As we embark on a new school year, should we revisit what education is really for?

My dad was a college dropout. For a while.

He dropped out to go to work. Then he got married. Then he became my father.

He didn't regret the marriage or the children. But he always regretted not completing that college education. And he'd take a class here and there with the goal of finishing a degree — initially in chemistry, the field in which he'd been working since he left school.

Finally he went back in earnest, taking a few courses each semester toward a degree in business. He planned to pursue a second career in accounting when he retired from the chemical company.

He graduated from college the year before I did. Only he graduated summa cum laude.

And he had that second career and excelled in it, working until the day before he died. And through that work, he helped a lot of people.

People who would be much worse off if he hadn't chosen to go back to school.

College isn't for everyone. It really isn't. And there certainly are well-paying jobs that don't require a college degree. We never really wanted for anything before Dad got his.

Specialized training and apprenticeship programs outside a traditional college setting are good things and help fulfill needs both for employers and for the workers themselves.

But that doesn't mean college degrees should be rendered obsolete.

In simple economic terms, studies continue to show that on average, college graduates earn more over their lifetimes than those without degrees. That isn't true across the board, however, and depends on one's field of study and workforce needs.

Reports of decreasing enrollments, higher tuition costs and cuts in programs — at West Virginia University, for example, where I began my academic journey — have a lot of folks wondering whether college degrees are really worth it.

Especially if you can get a good job without one.

But while college might not be for everyone, there are others for whom missing college would be a tragedy. My grandmother was one of them.

She wanted to be a nurse. It hadn't occurred to her family, however, that there was any particular purpose in educating young women. So she became a housewife and a seamstress. An excellent seamstress, by the way, but it's impossible to even contemplate what was lost because she didn't have the chance to follow her dream.

Beyond that point, however, is something that has troubled me for a long time and was recently echoed in an editorial I read about the cuts to the foreign languages department at WVU. And that is how we think about education in general.

If we think about education as nothing more than the acquisition of job skills, we make a grave error. That's almost akin to equating human beings with robots. Education should be about learning — job skills, of course, but also learning about people, culture, society and how we live and interact with each other.

That even applies to vocational education. We've heard over and over from employers about how too many workers know how to do a job, but lack "soft skills" — showing up on time, problem-solving, people skills, dressing professionally, etc.

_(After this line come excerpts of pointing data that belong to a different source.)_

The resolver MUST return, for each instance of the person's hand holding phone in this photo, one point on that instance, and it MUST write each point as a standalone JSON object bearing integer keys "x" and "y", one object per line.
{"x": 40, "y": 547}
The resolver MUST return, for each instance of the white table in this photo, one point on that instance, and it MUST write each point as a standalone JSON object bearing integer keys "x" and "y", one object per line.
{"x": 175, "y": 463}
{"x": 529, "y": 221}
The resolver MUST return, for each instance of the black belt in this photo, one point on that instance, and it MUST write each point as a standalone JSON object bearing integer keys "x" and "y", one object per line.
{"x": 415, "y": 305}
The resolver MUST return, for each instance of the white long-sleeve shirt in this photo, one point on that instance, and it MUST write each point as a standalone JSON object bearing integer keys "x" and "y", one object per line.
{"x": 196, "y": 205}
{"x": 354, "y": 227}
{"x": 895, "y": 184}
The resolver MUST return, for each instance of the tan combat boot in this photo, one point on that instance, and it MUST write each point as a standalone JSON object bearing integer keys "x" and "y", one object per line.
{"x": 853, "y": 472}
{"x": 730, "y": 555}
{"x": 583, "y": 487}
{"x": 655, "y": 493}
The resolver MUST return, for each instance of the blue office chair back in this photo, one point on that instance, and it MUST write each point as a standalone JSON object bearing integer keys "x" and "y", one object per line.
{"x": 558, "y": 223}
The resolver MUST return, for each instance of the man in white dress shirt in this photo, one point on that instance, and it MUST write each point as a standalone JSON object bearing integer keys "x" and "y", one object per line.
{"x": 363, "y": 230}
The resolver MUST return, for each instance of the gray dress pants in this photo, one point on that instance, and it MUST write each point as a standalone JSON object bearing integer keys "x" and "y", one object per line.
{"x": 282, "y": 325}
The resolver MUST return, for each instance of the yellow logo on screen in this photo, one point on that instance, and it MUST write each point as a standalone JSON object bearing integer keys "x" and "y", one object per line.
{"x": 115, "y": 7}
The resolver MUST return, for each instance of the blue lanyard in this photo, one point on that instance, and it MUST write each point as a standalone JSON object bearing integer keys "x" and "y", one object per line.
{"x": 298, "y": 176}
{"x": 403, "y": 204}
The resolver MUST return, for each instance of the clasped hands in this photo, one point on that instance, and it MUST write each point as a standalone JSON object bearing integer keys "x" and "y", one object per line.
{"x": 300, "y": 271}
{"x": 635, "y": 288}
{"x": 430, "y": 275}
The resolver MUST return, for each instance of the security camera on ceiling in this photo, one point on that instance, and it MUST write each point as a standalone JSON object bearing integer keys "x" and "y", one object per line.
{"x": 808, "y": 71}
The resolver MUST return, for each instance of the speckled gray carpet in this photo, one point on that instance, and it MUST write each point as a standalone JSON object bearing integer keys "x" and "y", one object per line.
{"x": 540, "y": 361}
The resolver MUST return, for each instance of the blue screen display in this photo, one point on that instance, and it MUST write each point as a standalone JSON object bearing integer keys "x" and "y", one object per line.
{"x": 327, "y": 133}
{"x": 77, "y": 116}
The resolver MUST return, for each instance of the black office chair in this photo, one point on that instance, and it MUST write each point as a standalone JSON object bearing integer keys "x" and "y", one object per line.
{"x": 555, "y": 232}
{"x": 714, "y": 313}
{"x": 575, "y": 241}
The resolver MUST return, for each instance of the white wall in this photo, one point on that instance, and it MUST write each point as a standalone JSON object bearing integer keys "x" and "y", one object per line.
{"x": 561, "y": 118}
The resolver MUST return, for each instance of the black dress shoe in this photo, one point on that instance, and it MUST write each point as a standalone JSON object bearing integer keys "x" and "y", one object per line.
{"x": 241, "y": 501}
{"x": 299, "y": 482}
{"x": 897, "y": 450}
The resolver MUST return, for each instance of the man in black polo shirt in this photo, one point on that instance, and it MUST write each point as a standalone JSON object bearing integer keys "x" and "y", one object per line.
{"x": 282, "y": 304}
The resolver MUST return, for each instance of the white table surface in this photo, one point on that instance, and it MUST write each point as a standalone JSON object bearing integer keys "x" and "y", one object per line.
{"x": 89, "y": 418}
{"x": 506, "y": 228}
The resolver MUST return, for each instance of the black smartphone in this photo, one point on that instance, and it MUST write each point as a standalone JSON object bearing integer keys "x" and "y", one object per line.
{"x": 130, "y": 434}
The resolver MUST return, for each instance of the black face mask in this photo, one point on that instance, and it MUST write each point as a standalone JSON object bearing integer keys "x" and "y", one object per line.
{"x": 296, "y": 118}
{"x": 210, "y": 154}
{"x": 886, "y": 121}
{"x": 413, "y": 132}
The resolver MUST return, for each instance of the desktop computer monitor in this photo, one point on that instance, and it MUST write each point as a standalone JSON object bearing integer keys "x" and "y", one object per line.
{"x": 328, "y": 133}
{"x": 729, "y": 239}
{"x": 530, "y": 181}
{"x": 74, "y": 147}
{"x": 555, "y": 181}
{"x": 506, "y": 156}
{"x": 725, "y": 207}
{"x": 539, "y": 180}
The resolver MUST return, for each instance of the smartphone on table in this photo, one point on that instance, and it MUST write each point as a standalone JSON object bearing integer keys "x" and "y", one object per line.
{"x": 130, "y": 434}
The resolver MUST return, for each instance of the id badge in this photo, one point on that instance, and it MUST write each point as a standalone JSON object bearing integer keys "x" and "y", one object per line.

And let's be honest — if all there is to your life is a job, you're going to have a sad and empty existence. And if you don't nurture skills beyond what's technically required for your work, you might not have the job for long, either.

What I'm suggesting here is two things: First, we need both academic and vocational education opportunities. Colleges and apprenticeships and specialized training. It's not an either/or proposition. And given the speed of technical advancements, continuing education is going to be a fact of life for most of us, anyway.

Second, we need to examine our attitudes toward the "why" of education. It's not just about learning how to do a job. It's about learning how to live.

Some of the responses to the WVU editorial included repetition of an old adage that was flung around even in the dark ages when I was in school — that colleges and universities are left-wing, elitist institutions that indoctrinate students with liberal, socialist philosophies.

I can't say that never happens; maybe somewhere it does. I've only attended three institutions of higher learning — WVU, Marshall University and the Moody Bible Institute. But I can say it never happened in my experience, not at any of them.

I didn't feel indoctrinated even at Moody, where, oddly enough, I was studying doctrine. I learned how to examine scriptures to get at their truth rather than rely on any particular tradition. I participated in serious discussions with classmates and professors during class time, lunch hours and frequently over Chicago deep-dish pizza about what a passage really means, how it should be applied, how to respond to others.

And I learned to examine my own preconceived notions in light of the evidence in front of me, and to be ready to defend my conclusions or change my mind, if warranted.

In fact, in none of those schools was I told what to think. I was taught how to think.

And isn't that the ultimate goal of education?

Tamela Baker is a Herald-Mail feature writer.